Ci ricorda il Rie che l’anno scorso la produzione nazionale di gas è stata di 6,6 milioni di tonnellate equivalenti di petrolio (Tep), quella di petrolio di 5,3 milioni, contribuendo rispettivamente al 10,7 e al 7,4% della domanda interna. Tre quarti del gas viene dagli impianti marini e il restante essenzialmente da Basilicata e Sicilia. Mentre il grosso del petrolio viene dai giacimenti interni della Val d’Agri in Basilicata. Con qualche contributo in Sicilia, Lombardia e Piemonte.
Le riserve? Innanzitutto una premessa: anche considerando le esplorazioni già effettuate negli impianti già operativi avremmo potuto - afferma il Rie - estrarre il doppio. Ed ecco le stime: a fronte di una produzione negli ultimi trent’anni per 760 miliardi di metri cubi di gas e per 1,2 miliardi di barili di petrolio, le riserve accertate e recuperabili con le attuali strutture sono per il gas oltre 260 miliardi di metri cubi e per il petrolio almeno 2,4 miliardi di barili (il doppio di ciò che abbiamo ricavato sinora).

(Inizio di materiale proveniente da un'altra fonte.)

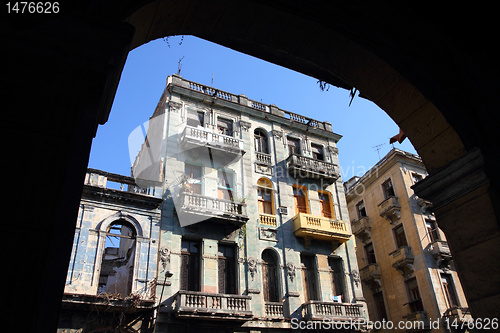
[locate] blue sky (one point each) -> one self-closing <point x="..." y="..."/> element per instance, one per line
<point x="363" y="125"/>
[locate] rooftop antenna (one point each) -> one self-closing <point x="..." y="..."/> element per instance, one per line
<point x="378" y="148"/>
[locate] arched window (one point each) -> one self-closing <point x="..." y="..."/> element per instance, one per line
<point x="117" y="264"/>
<point x="261" y="145"/>
<point x="270" y="276"/>
<point x="265" y="196"/>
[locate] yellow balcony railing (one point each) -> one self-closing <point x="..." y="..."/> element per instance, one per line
<point x="320" y="228"/>
<point x="267" y="219"/>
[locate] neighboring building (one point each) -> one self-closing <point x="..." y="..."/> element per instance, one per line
<point x="253" y="232"/>
<point x="406" y="266"/>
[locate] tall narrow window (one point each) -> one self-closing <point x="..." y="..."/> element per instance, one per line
<point x="309" y="279"/>
<point x="265" y="196"/>
<point x="449" y="290"/>
<point x="117" y="265"/>
<point x="225" y="126"/>
<point x="270" y="276"/>
<point x="325" y="204"/>
<point x="360" y="207"/>
<point x="414" y="300"/>
<point x="193" y="175"/>
<point x="293" y="146"/>
<point x="432" y="230"/>
<point x="226" y="268"/>
<point x="317" y="152"/>
<point x="388" y="189"/>
<point x="379" y="303"/>
<point x="300" y="200"/>
<point x="190" y="265"/>
<point x="260" y="139"/>
<point x="399" y="235"/>
<point x="370" y="254"/>
<point x="195" y="118"/>
<point x="225" y="183"/>
<point x="337" y="276"/>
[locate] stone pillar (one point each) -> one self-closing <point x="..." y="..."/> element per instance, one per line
<point x="60" y="76"/>
<point x="462" y="197"/>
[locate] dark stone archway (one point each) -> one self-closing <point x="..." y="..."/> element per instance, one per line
<point x="429" y="70"/>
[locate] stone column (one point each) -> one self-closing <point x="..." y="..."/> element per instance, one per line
<point x="60" y="76"/>
<point x="462" y="197"/>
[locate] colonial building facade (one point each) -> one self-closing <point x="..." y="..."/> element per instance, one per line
<point x="237" y="221"/>
<point x="405" y="264"/>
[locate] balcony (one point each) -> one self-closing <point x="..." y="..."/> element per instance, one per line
<point x="274" y="310"/>
<point x="223" y="147"/>
<point x="318" y="310"/>
<point x="195" y="304"/>
<point x="390" y="209"/>
<point x="402" y="260"/>
<point x="420" y="321"/>
<point x="441" y="252"/>
<point x="370" y="275"/>
<point x="362" y="228"/>
<point x="320" y="228"/>
<point x="267" y="219"/>
<point x="306" y="167"/>
<point x="219" y="210"/>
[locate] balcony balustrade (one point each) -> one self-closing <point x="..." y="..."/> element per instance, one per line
<point x="402" y="259"/>
<point x="307" y="167"/>
<point x="212" y="306"/>
<point x="320" y="228"/>
<point x="390" y="209"/>
<point x="223" y="146"/>
<point x="362" y="228"/>
<point x="267" y="219"/>
<point x="318" y="310"/>
<point x="213" y="208"/>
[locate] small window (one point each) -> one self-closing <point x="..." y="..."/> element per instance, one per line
<point x="379" y="303"/>
<point x="432" y="230"/>
<point x="388" y="189"/>
<point x="399" y="235"/>
<point x="414" y="300"/>
<point x="117" y="265"/>
<point x="416" y="177"/>
<point x="370" y="254"/>
<point x="195" y="118"/>
<point x="325" y="204"/>
<point x="226" y="265"/>
<point x="265" y="196"/>
<point x="261" y="145"/>
<point x="360" y="207"/>
<point x="300" y="200"/>
<point x="193" y="175"/>
<point x="270" y="278"/>
<point x="449" y="290"/>
<point x="190" y="265"/>
<point x="293" y="146"/>
<point x="309" y="277"/>
<point x="225" y="126"/>
<point x="225" y="183"/>
<point x="317" y="152"/>
<point x="337" y="276"/>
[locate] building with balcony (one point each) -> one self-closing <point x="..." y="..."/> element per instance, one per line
<point x="250" y="227"/>
<point x="406" y="267"/>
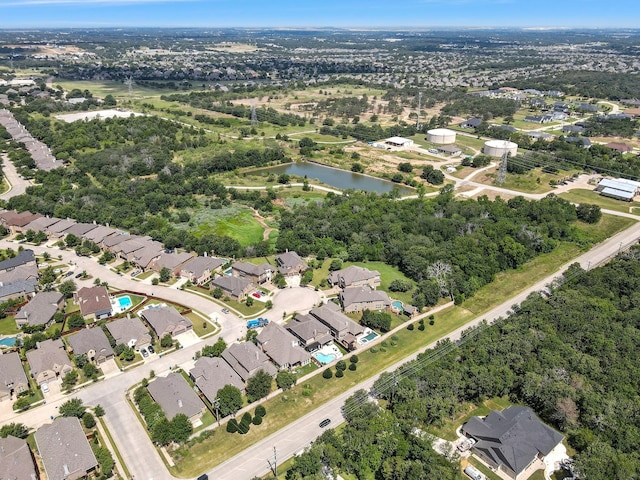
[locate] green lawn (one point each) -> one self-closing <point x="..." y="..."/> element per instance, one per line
<point x="8" y="326"/>
<point x="589" y="196"/>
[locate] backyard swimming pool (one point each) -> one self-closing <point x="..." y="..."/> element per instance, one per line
<point x="8" y="341"/>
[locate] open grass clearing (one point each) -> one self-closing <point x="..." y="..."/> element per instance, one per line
<point x="582" y="195"/>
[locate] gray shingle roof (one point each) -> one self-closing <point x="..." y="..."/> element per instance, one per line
<point x="174" y="395"/>
<point x="41" y="309"/>
<point x="513" y="437"/>
<point x="212" y="374"/>
<point x="64" y="449"/>
<point x="281" y="346"/>
<point x="16" y="462"/>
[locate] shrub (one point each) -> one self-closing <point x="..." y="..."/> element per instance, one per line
<point x="232" y="426"/>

I rischi per il territorio e l’ambiente? «Tra il 1970 e il 1990 abbiamo perforato mediamente 100 pozzi l’anno senza alcun impatto di rilevo. E non abbiamo avuto nessun caso di blow-out nei pozzi offshore contro una media europea e mondiale attorno a 1,5 per mille pozzi perforati». Il vero rischio? «È semmai il transito delle petroliere nel Mediterraneo».